How to remove the caption in document

Hi Team,

I have extracted the image from Docx. how to remove the caption in the document. kindly help me.

Document: Bookmark1.docx (161.2 KB)

Thanks in advance

Regards,
Mahi

@Mahesh39 Could you please give more details about what you want to achieve? And please provide the desired output if possilbe.

Hi @Konstantin.Kornilov,

Thanks for your response

Sorry for the delayed response. kindly find the required output.

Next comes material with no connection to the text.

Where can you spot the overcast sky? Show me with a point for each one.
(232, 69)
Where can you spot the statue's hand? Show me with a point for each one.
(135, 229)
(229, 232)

Input: Bookmark1.docx (161.2 KB)

Sample output: sample_output.docx (165.7 KB)

Regards,
Mahesh

@Mahesh39 The general solution to your request depends on the documents structure you want to process. Particularly you need a way to identify paragraphs containing the caption. For the provided document following options could be used:

  1. You could identify caption paragraphs as two paragraphs prior to first shape node. But please note that in the provided document the actual shape consists of several shapes nodes in several paragraphs. So it may be difficult to identify the caption this way for other documents of similar formatting.
var firstShape = doc.GetChild(NodeType.Shape, 0, true);
var firstShapePara = firstShape.GetAncestor(NodeType.Paragraph);
firstShapePara.PreviousSibling.Remove();
firstShapePara.PreviousSibling.Remove();
  1. You could identify caption paragraphs as paragraphs with OutlineLevel=0. Please note that for other documents there may be other paragraphs with OutlineLevel=0 which are not related to caption.
var paraToRemove = doc.GetChildNodes(NodeType.Paragraph, true)
    .Where(para => ((Paragraph)para).ParagraphFormat.OutlineLevel == 0);
foreach (var node in paraToRemove)
    node.Remove();

Also if you have control over the creation of the document you could set up an easier way to determine caption paragraphs like using specific style or marking them with bookmarks.